We hear Governor Tom Wolf talk about Pennsylvania adopting a severance tax to ensure natural gas producers are paying their fair share. What he fails to say is, natural gas drillers are already paying their fair share through the existing Act 13 impact fee. Since 2012, when the impact fee was enacted, nearly $1.5 billion has been generated from natural gas development and been distributed to every county in the Commonwealth.
The Pennsylvania Public Utility Commission (PUC) published a press release in June to announcing the impact fees on natural gas producers collected for 2017 totaled $209,557,300. This is a whopping 21% higher than what was collected in 2016. It also reverses a three year decline in impact fee revenues.
The Allegheny Institute for Public Policy published an excellent article yesterday about the 2017 impact fees collected and how they will be used and distributed. Here are a few excerpts (emphasis added):
For those counties hosting an unconventional well, their allocation is determined by the number of wells they host. For example, the county with the most unconventional wells in 2017 was Washington County (1,528) and as a result collected the largest amount of money ($7.09 million) from this section of Act 13. The runner-up is Susquehanna County (1,274 wells), earning $5.91 million. As two of the top counties with wells, Washington has collected more than $38.85 million over the years while Susquehanna has collected more than $35.53 million. Allegheny County, with only 125 eligible wells, a fraction of the total, has received $2.15 million over time. As largely rural counties, Washington’s population is 207,981 and Susquehanna’s is just 40,862. These totals are quite significant and most likely larger than if the state would switch to a severance tax instead and the money was allocated from Harrisburg at the whim of those viewing the shale industry as a cash cow for their own pet projects.
And of course that was the intent of Act 13—to place a fee (tax) on those drilling in the Marcellus and Utica shale formations using the technique of hydraulic fracturing (unconventional wells). The money would then bypass the political machinations of Harrisburg and send the money directly to those counties and communities most impacted by the activity surrounding the drilling and to those state agencies that would also be impacted from the activity. The money distributed even has strings attached as to how it can be spent such as on public infrastructure construction, storm water/sewer systems, emergency preparedness/public safety and environmental programs, among others.

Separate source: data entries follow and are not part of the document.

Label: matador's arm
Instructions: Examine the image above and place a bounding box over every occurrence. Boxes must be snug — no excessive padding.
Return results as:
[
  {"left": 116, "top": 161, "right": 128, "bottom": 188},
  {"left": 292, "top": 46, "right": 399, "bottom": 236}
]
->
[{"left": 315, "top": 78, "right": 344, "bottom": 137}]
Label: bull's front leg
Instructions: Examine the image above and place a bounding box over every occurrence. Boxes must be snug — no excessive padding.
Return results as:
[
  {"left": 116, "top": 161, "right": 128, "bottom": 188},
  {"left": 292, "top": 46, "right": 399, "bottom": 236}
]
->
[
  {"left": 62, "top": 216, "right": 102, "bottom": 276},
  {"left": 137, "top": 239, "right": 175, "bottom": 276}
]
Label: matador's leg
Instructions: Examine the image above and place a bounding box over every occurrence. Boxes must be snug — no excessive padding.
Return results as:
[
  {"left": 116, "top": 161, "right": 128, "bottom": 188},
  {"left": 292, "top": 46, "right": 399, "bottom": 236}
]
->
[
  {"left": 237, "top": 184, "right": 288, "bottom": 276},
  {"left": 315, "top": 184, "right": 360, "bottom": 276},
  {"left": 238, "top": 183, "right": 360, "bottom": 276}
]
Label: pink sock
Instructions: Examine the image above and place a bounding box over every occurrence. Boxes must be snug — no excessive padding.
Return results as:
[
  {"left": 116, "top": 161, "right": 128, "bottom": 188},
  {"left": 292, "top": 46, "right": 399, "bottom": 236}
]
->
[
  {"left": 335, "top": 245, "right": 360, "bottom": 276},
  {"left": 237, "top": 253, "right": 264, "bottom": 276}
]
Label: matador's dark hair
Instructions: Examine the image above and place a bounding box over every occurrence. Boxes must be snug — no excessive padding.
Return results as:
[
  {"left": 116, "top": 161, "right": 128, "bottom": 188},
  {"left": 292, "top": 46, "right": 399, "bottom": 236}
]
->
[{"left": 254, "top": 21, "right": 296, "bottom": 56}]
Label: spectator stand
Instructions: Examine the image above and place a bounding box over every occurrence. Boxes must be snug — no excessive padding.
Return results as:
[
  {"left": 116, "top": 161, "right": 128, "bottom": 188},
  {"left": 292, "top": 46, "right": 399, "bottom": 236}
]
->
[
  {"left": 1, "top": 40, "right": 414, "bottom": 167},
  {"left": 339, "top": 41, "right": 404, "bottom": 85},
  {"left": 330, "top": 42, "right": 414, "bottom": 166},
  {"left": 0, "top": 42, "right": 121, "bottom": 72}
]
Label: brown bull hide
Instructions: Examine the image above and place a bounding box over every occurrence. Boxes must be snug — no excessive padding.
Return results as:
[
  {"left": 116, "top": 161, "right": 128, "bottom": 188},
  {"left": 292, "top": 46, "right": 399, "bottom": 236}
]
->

Yet the clamoring for a severance tax continues. But what those favoring a severance tax fail to consider is that not only do drillers pay the impact fee, they also pay the assorted business taxes levied by the commonwealth and pay royalties to leaseholders. According to the Marcellus Shale Coalition president in a recent op-ed, that has amounted to $4.5 billion to date on top of the impact fees total of $1.43 billion. The latest proposal from Harrisburg will leave in place the impact fee and couple it with a severance tax amounting to double taxation on the industry.
A severance tax has the potential to curtail production causing a reduction in these payments as drilling will likely be reduced or shifted to neighboring states that are also above the Marcellus and Utica shale formations. The impact fee has struck a balance between holding drillers accountable for their activities and generating much needed revenues to those counties and municipalities most affected.
The impact fee has been working for Pennsylvania’s communities. Adding a severance tax on top of it would certainly have a negative impact on Pennsylvania’s natural gas industry.